Di tengah film tersebut, Queen mempunyai masalah yang sama dengan remaja yang lain, yaitu menuntut kebebasan dari orang tua, menuntut kasih sayang, dan mempunyai masalah disekolah. Kebebasan tersebut diperlukan agar ayahnya percaya terhadap apa yang dilakukannya. Dan Queen ingin ayahnya yakin bahwa dia mampu untuk mengerjakan sesuatu dan mendapkan hasil yang baik. Queen juga ingin mempunyai seseorang yang peduli teradapnya. Sedangkan masalah Queen di sekolah yaitu kakak kelas menginginkan Queen menyumbang dana untuk pensi (pentas seni). Tapi semua itu bisa teratasi, Queen mendapat kebebasan dari orang tuanya tapi dengan syarat dia harus ikut kegiatan politik, mendapat kasih sayang dari ayah,ma cik (wanita yang mengasuh Queen dari kecil), dan dari pria yang di cintainya dan dapat mengaatasi masalahnya dengan kakak kelas di sekolahnya.
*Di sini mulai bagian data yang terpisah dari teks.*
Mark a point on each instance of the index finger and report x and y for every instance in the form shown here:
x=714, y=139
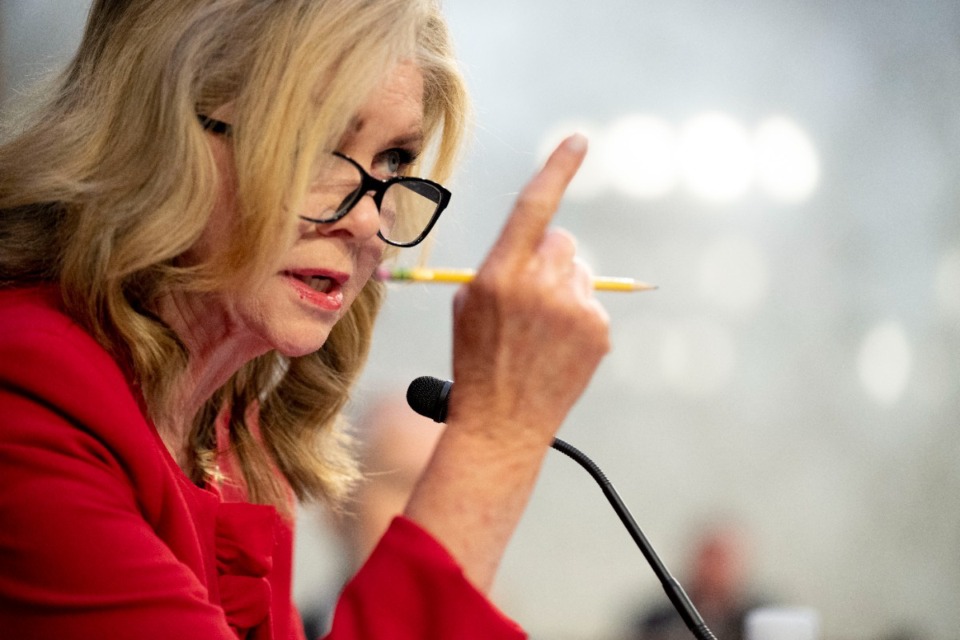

Sedangkan di akhir cerita, setelah ayah Queen (Rahmat Siregar) terpilih menjadi presiden dan berpidato yang berisi: “Hari Minggu 28 Oktober 1928 di sebuah gedung bioskop, sebuah sumpah di tancapkan dengan bangga. Subuh yang menggelisahkan tanggal 16 Agustus 1945, kita menyongsong kemerdekaan untuk mengantarkan kita menjadi bangsa yang merdeka. 1966 di jalan Nusantara, kita semua dilakukan untuk melakukan perubahan yang sangat-sangat besar, di atas atap gedung parlemen. Sepanjang 1998, reformasi lalu dirumukan dan inilah titik-titik penting perkembangan bangsa Indonesia. Lalu apa persamaannya?, hanya dua kata, anak muda. Perubahan ini selalu dari inisiatif anak muda, generasi baru, karena mereka selalu ingin melakukan perubahan-perubahan yang lebih besar untuk Indonesia yang lebih maju. Sukarno pernah berkata,”beri saya 10 anak muda, maka aku akan menaklukan dunia.” Tapi saya akan mengatakan, beri kepercayaan baru kepada anak muda kreatif, maka Indonesia akan menaklukan Indonesia.”
Menurut saya, film ini benar-benar film yang sangat bagus, karena para anggota politik dan pemerintah melibatkan anak muda untuk membangun Indonesia. Mulai dari pendidikan, kesehatan, kreativitas, dll, semua melibatkan anak muda. Dan saya berharap Indonesia akan benar-benar seperti ini, yang mau merangkul anak muda dan melibatkan anak muda dalam berbagai aspek kehidupan di Indonesia, sehingga anak muda mempunyai nilai positif dan mengurangi pandangan stereotype yang negatif. Semakin banyak lapangan pekerjaan untuk anak muda, semakin pula mengurangi masalah sosial yang di timbulkan oleh anak muda. Mereka di sibukkan oleh pekerjaan-pekerjaan dan mungkin akan menambah kreatifitas dalam seni maupun kreatif dalam pemecahan masalah.

REFERENSI:
Film Queen bee di hadirkan oleh million picture pada tahun 2009.